After the Fact: And the livin’ is easy

It seems like the carpet guys had just finished putting down that new floor cover when son John came up on the porch and started through the front door, blood dripping from every pore!  I caught him just in time to block his entry and told him “Bleed on the porch; I’ll be right back!”  It was record speed between the door and kitchen where I grabbed a dish towel (remember dish towels?), wet it under the faucet and made it back to my sobbing child.  As it turned out, he’d just scraped a knee or something totally minor in the grand scheme of things, but MAJOR when you’re 4 or 5 years old.  And he’s never, not to this day, let me forget that I made him stand outside to bleed.  I may have won the “Betty Crocker Homemaker of Tomorrow” award in high school, but I wasn’t a prize-winning mom!

If they’d come with instructions, I’m sure both of my children would have fared better, but absent any direction other than what I remembered my mom doing, Chris and John got pot luck in any parenting on my part.  You have to do a few pot luck meals before you catch on, but most feature one main dish and 23 bowls of potato salad.  With being the mom, it’s ONE huge success amid 23 colossal disasters.  Ol’ Cince Parming, father of these two hapless offspring, was home so seldom that anything he did was a win.  Just showing up in time for dinner was a win.  It was a rare occasion when he made it to watch a gymnastics meet or a baseball game, but it put him right up there with Ward Cleaver (and, of course, you DO remember Leave It to Beaver).

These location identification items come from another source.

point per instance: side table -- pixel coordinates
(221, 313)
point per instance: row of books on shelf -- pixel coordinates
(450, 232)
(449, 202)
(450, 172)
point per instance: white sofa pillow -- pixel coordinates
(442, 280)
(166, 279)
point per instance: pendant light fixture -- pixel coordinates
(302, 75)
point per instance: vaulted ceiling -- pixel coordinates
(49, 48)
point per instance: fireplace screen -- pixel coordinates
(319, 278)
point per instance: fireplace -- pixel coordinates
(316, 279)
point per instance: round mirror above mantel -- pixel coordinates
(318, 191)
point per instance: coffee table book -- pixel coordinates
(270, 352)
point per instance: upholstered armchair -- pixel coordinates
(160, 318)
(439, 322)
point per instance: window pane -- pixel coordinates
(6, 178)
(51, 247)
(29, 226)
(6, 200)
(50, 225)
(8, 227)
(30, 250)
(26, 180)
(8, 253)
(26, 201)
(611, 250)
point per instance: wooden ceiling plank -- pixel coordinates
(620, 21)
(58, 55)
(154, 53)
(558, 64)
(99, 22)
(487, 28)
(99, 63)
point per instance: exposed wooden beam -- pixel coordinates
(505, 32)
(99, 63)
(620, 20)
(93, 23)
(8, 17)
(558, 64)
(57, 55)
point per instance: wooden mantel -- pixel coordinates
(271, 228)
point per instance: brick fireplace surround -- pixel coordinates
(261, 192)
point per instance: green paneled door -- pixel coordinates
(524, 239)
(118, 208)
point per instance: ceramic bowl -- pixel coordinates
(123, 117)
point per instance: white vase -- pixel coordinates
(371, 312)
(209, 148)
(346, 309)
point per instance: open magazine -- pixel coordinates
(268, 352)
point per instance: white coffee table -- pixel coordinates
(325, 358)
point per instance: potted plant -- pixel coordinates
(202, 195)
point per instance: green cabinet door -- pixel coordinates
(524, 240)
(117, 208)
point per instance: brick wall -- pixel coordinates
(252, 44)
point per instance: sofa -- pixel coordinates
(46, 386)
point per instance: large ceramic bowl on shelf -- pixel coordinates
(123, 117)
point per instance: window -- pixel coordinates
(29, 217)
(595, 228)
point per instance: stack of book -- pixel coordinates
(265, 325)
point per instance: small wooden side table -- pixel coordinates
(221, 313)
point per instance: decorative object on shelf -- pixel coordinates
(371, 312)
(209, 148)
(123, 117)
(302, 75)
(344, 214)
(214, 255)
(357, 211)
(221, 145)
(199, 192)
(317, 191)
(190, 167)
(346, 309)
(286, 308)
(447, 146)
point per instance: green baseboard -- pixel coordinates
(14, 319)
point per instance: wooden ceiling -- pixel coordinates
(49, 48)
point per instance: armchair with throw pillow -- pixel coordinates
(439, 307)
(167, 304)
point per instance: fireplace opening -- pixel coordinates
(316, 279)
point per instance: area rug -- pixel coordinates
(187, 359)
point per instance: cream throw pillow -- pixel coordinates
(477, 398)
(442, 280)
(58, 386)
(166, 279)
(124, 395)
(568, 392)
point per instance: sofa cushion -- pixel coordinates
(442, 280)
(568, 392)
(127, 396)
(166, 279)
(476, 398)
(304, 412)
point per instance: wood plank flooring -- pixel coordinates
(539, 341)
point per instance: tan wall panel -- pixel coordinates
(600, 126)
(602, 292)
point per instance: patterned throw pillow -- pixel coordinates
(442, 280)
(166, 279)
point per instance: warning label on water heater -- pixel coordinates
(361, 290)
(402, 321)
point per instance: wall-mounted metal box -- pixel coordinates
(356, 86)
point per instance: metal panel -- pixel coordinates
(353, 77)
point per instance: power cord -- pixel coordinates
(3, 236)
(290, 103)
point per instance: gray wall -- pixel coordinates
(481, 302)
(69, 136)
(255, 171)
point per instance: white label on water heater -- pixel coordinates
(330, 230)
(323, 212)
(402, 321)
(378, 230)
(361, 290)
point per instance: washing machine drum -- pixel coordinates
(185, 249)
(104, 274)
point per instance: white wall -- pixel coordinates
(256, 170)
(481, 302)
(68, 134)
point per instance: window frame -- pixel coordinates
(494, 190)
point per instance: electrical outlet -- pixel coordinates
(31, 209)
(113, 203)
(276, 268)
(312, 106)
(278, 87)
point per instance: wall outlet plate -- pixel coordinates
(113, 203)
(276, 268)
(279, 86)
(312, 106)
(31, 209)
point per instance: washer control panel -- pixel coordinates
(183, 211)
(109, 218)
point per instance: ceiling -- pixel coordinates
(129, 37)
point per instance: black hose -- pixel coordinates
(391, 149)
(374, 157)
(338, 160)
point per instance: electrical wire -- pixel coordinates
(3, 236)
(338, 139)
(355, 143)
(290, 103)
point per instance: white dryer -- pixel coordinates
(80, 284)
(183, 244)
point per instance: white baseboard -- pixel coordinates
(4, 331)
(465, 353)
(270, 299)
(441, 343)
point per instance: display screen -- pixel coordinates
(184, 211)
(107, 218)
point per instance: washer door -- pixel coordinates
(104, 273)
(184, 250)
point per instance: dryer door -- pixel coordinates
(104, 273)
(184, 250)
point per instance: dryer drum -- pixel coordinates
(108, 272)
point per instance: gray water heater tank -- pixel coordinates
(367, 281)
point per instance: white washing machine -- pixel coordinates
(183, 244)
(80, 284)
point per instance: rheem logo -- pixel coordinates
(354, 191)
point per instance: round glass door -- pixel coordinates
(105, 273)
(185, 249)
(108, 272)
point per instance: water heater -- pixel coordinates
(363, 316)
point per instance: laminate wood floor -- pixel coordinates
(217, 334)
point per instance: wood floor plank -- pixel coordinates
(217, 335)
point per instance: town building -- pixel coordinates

I wasn’t guilty of total, abject failure.  I never forgot a birthday, never forgot how much the Tooth Fairy was paying or when it should appear, and never forgot a school play or party or field trip.  There were times when lunches fell short of what “all the other kids got to eat,” but the lunchbox always came home empty.  I suspect some of the neighborhood dogs were five-pounds heavier at the end of the school year.

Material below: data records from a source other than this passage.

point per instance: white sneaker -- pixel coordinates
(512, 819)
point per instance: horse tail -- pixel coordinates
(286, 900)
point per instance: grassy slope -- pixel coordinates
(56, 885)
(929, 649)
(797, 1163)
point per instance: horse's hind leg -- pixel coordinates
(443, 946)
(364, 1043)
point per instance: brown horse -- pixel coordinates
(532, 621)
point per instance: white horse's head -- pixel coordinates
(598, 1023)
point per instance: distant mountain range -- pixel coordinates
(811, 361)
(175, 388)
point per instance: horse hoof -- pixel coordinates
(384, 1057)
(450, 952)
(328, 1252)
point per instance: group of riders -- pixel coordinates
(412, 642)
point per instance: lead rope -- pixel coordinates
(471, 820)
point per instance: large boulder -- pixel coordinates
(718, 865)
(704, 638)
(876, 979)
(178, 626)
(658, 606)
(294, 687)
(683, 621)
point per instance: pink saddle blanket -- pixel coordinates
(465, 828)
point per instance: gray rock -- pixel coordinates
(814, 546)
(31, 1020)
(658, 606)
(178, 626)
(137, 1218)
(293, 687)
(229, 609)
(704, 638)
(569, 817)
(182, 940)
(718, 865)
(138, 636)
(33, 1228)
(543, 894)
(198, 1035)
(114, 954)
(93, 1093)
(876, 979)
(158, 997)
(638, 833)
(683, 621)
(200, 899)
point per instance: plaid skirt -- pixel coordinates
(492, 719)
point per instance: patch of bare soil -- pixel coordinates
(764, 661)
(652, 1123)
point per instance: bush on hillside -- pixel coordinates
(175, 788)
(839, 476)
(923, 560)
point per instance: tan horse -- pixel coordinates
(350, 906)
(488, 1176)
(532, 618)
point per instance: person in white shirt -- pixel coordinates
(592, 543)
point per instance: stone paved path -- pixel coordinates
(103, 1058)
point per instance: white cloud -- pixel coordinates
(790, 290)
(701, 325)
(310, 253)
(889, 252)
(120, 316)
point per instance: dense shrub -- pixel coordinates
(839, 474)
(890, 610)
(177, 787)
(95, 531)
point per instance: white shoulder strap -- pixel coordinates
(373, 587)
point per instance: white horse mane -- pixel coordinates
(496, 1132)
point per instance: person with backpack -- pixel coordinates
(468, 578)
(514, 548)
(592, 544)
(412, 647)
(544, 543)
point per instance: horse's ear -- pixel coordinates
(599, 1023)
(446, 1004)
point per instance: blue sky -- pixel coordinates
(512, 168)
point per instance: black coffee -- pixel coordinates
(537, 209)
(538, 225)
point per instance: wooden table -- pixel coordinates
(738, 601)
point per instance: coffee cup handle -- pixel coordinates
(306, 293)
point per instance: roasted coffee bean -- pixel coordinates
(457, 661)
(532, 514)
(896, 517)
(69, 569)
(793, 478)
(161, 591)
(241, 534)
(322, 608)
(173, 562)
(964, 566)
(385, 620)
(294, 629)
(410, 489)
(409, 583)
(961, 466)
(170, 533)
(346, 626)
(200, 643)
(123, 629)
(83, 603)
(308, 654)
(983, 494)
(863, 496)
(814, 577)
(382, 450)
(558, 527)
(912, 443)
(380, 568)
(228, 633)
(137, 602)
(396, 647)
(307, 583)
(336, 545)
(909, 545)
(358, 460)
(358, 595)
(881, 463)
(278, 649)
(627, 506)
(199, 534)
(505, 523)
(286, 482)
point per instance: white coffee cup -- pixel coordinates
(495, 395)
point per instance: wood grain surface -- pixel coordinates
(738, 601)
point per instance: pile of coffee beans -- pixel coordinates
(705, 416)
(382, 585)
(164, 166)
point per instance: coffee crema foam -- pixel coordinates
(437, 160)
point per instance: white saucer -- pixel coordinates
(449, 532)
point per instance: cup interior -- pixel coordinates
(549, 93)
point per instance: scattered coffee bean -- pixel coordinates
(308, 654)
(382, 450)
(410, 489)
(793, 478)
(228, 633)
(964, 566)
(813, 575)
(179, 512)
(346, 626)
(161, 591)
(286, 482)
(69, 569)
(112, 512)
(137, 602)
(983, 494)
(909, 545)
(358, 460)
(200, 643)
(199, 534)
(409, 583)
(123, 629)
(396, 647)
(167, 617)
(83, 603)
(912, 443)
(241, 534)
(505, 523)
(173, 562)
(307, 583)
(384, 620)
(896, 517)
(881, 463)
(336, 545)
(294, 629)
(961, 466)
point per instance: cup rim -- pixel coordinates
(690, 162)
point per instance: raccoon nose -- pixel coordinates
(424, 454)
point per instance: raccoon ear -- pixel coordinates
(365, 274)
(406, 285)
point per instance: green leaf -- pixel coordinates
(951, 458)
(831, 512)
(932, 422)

Kids today don’t near appreciate that their schools, even elementary schools, all have cafeterias where they can have a somewhat-hot lunch every day.  I went to Bill Metz Elementary School to have lunch with my great-grandson, Jacob (he’s now 16), a few times.  Thereafter, I’d let him know Grandma would be bringing sack lunch for two when we made a “lunch date.”  “Institutional” food barely qualifies as “edible” and the schools are no different.  Despite what I’ve read, you cannot convince me that children don’t need milk to build strong bones, and the 1 percent milk passed out with the school lunch isn’t “real milk.”

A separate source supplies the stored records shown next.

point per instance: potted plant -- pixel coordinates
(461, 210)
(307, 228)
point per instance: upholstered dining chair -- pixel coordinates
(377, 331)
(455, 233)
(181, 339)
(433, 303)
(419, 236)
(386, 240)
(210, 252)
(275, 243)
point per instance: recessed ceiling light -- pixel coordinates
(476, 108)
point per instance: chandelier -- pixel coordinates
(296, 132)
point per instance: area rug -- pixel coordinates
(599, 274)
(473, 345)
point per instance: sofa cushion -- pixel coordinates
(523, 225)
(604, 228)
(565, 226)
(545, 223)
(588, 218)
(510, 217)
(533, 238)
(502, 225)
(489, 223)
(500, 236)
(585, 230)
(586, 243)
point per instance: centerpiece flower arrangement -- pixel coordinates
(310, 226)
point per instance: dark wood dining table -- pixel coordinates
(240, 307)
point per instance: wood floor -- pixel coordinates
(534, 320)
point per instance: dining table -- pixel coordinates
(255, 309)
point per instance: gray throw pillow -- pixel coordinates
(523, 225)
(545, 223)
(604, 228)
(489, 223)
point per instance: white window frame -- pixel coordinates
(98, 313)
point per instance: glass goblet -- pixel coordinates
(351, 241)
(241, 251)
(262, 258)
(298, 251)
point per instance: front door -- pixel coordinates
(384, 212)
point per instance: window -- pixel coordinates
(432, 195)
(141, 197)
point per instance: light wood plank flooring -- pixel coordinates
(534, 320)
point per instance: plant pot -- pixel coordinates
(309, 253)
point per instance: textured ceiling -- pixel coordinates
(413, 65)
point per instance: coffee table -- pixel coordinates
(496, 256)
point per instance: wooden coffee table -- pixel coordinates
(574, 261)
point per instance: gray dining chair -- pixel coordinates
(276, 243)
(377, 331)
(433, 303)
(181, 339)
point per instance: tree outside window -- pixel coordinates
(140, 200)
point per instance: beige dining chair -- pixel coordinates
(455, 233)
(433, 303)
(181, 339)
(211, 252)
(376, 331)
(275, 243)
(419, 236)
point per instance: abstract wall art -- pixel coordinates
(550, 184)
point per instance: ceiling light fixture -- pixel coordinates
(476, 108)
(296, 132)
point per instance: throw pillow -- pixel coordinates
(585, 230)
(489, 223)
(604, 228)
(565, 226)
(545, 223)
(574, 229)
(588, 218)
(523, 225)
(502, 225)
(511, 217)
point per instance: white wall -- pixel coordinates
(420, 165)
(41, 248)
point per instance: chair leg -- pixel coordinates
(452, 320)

In our enthusiasm for providing the “healthy meals” recommended by Michelle Obama, we forgot that her children ate whatever fare was provided in private schools, and I can guarantee it wasn’t what Jacob got at Bill Metz!  I sorrow for my granddaughter, Jordyn, who will never know the pleasure of a peanut butter sandwich because she’s allergic to nuts, but equally I wonder if most of our “first children” have ever had such mundane fare.  Even Patience, the Picky Eater, will turn her nose up at peanut butter since she “discovered” Nutella.  Which I diligently forget to buy.

I’m a much better grandma to Jordyn than I was with Zander and Torrey, possibly because Jordyn lives most of the way across the country from Monte Vista, but I can honestly say, I am a whiz-bang great-grandma!  Patience would have moments of disagreement, but the others just know I’m the best thing since sliced bread.  And smart, too!  I tell them often enough.